A visitors’ log is kept inside a metal container shaped like a race car to protect it from rodents. It was a lot of fun to read through the log entries, and I read that the cabin windows were only recently broken and then boarded up by a generous stranger who was passing through. Also inside the tin were waterproof matches, playing cards, and coffee fixings from an MRE.
We set up camp nearby on some higher ground. There were still a lot of clouds in the sky and although it wasn’t forecasted, we didn’t want to get caught down in a wash if it was going to rain. After a traditional holiday dinner of turkey, mashed potatoes, gravy, stuffing, and cranberry sauce, we settled in for the night.
The next morning we were up before dawn to get the coffee going before taking a hike along the wash. The recent rain brought a lot of green to the desert, especially in the washes. I didn’t have any luck finding any of the wild burro that are said to roam the area. Back in camp we had a quick breakfast before packing up and heading back to the main trail. It was a beautiful clear day and we had a gorgeous view of the nearby sand dunes and snow-topped mountain ranges.
Back on the main cherrystem, the trail follows along the Kingston Wash through one of the most ecologically diverse areas of the Mojave. All around us plants were blooming and the desert was alive with color.
The trail was easy and well-marked. It is mostly deep sand with a few small boulders to navigate. Within the main wash channel it was necessary to find our own route in some places as the boulders and vegetation are constantly rearranging. It is an active river wash and when it rains, the water flows. Big heavy trail markers are frequent and you just need to pick your route from one to the next.
The scenery is spectacular, especially this time of year. Joshua trees and many different types of cacti are abundant. The springs and vegetation attract more wildlife than drier areas of the Mojave.

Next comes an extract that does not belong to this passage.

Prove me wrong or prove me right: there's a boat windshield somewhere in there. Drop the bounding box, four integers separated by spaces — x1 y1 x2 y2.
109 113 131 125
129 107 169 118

This wilderness is home to bighorn sheep, wild burros, coyote, jackrabbits, rattlesnakes, lizards (including the banded gila monster) and the threatened desert tortoise.
Along the way we passed two springs, found a large covey of quail, and stopped to let a huge tarantula cross the trail. All too soon we reached the gate that marked the end of this segment of our trip, and I knew it wouldn’t be long before I returned here.
Happy Holidays from all of us at Driving Line, wherever your journey takes you.